This is kind of a philosophical corner: can you shadow something that isn't
there anymore? Once you've moved out of something, if you attempt to use the
old name, then you'll get a compiler error different from "no such variable",
so it's still there in _some_ sense.

Pragmatically, I think you are on the money.

------
dkarl

        let foo = "...";
        let foo = parse(foo);
        let foo = escaped(foo);
        ...
        doSomethingWith(foo);
    

I don't see how this is helpful for avoiding the bug described. The most
common bug with this type of code is mistaking which form "foo" represents at
a given line of code, or that form changing as the code evolves. For example,
if one programmer writes

    
    
        let foo = "...";
        let foo = parse(foo);
        ...
        doBarWithFoo(foo);
    

and another programmer comes along, doesn't notice the call to doBarWithFoo,
and needs an escaped version of foo:

    
    
        let foo = "...";
        let foo = parse(foo);
        ...
        let foo = escaped(foo);
        doBazWithFoo(foo);
        ...
        doBarWithFoo(foo); // This still looks correct in isolation
    

This is a classic problem with mutable variables that frequently causes hard-
to-spot bugs.
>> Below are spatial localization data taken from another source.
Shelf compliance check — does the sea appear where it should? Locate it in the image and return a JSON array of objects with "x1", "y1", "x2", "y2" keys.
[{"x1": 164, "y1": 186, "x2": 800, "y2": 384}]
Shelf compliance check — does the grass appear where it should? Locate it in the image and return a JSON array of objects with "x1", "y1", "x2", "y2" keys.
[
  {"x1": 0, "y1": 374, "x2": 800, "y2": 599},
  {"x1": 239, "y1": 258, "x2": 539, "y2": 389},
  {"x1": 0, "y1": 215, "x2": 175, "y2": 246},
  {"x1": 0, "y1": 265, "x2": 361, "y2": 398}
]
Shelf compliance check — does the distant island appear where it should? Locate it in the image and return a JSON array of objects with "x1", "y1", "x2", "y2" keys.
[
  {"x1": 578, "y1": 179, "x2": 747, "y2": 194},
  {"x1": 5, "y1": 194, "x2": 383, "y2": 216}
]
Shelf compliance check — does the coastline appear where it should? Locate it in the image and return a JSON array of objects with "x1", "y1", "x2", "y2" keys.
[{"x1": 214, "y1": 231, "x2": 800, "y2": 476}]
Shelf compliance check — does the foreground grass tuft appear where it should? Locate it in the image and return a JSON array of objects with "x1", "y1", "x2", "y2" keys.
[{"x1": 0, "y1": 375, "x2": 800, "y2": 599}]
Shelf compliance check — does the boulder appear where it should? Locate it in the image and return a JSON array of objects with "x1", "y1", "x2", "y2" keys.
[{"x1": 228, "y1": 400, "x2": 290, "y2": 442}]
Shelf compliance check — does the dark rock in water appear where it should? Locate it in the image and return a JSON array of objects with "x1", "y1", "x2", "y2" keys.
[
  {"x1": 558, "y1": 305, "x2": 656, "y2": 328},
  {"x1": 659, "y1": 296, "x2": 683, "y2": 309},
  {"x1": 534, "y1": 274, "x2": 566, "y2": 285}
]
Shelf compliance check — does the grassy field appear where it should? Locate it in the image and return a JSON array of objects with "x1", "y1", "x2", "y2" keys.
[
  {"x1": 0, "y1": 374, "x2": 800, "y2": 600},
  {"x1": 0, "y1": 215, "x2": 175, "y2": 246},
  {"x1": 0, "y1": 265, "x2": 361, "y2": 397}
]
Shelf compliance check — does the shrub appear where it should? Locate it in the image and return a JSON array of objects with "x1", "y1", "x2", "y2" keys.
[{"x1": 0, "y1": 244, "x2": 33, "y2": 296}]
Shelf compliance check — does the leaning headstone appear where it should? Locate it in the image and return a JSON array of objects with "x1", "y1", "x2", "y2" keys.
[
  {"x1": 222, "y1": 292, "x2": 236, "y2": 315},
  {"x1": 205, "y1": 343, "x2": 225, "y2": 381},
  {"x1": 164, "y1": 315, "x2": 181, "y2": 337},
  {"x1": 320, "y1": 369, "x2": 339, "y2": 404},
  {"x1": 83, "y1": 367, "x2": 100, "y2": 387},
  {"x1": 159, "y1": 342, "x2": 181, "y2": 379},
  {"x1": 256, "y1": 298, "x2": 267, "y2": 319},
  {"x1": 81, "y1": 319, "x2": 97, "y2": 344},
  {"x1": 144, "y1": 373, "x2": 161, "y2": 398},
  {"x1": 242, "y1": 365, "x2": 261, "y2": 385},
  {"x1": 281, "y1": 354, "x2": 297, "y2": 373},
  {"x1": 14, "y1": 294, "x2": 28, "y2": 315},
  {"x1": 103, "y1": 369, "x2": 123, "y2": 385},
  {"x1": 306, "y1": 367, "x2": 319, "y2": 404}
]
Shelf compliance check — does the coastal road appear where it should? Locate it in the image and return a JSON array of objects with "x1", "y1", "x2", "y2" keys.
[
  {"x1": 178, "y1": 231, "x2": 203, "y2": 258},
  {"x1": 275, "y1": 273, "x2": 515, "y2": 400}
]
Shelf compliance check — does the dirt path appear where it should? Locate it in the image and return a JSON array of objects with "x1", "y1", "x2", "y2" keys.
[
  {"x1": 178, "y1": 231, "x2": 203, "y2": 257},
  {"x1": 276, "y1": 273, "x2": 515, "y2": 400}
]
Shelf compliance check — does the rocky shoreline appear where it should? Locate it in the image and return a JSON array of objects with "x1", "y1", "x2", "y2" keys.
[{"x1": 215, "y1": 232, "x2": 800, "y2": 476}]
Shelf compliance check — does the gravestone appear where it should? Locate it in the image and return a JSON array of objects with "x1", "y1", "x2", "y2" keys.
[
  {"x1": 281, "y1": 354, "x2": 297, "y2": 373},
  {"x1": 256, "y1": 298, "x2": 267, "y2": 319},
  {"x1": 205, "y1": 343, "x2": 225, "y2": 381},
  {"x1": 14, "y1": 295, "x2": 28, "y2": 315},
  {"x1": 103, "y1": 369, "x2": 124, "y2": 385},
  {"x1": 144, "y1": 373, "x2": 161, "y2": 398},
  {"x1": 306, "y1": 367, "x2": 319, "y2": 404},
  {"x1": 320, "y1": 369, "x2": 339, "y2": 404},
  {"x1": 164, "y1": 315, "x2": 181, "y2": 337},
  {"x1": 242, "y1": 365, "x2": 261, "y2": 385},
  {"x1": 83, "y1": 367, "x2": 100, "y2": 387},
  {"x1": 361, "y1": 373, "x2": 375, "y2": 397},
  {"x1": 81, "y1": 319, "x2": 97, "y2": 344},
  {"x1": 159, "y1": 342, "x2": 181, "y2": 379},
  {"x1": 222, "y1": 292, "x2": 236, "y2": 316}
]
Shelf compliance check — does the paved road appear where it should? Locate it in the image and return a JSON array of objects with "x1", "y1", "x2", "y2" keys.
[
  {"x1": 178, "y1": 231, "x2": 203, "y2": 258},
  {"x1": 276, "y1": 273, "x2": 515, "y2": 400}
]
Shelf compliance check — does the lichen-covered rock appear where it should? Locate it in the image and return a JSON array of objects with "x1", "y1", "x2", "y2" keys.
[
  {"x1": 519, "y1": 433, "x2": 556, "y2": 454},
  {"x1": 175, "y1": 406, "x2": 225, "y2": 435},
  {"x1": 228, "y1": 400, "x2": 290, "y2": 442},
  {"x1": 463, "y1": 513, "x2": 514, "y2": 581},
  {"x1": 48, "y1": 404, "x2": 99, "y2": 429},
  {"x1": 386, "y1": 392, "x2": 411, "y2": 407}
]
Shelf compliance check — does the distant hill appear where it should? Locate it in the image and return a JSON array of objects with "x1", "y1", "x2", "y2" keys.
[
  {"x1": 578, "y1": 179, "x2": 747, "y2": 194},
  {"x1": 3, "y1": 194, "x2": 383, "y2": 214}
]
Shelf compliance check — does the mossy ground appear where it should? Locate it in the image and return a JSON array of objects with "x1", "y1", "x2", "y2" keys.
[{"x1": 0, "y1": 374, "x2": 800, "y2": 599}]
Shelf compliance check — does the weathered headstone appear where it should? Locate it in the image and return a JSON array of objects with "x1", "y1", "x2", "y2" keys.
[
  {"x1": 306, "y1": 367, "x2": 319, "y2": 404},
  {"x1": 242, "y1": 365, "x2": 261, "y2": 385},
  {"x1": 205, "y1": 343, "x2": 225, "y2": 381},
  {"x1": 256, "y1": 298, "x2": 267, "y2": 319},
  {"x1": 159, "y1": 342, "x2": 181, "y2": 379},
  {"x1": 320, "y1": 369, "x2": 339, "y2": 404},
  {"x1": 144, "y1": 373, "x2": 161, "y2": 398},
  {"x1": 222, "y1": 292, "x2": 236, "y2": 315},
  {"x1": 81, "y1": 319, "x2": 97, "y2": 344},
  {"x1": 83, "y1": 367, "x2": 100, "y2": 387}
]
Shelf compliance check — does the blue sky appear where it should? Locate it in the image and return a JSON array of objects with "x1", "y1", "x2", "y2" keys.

Whereas if each form has a distinct meaningful name, this change
wouldn't introduce a bug, and if somehow a bug were introduced, good names
will make it possible to spot even considering the line in isolation:

    
    
        doBarWithFoo(fooEscaped);  // Hey!  The input to doBarWithFoo shouldn't be escaped!
    

If the only useful form of foo is the final one, then you can avoid having
accessible names for the invalid intermediate forms like this:

    
    
        let foo = escaped(parsed("..."));
    

Or like this for more complicated logic (I'm not a Rust programmer (yet) so
this may not be the right syntax):

    
    
        let foo = {
            // Complicated logic
            finalForm;
        };
    

I feel like if I ever write a lot of code in Rust I'll find a linter rule that
warns about shadowing variables and use it religiously. But maybe I'm missing
a use case where it's crucial.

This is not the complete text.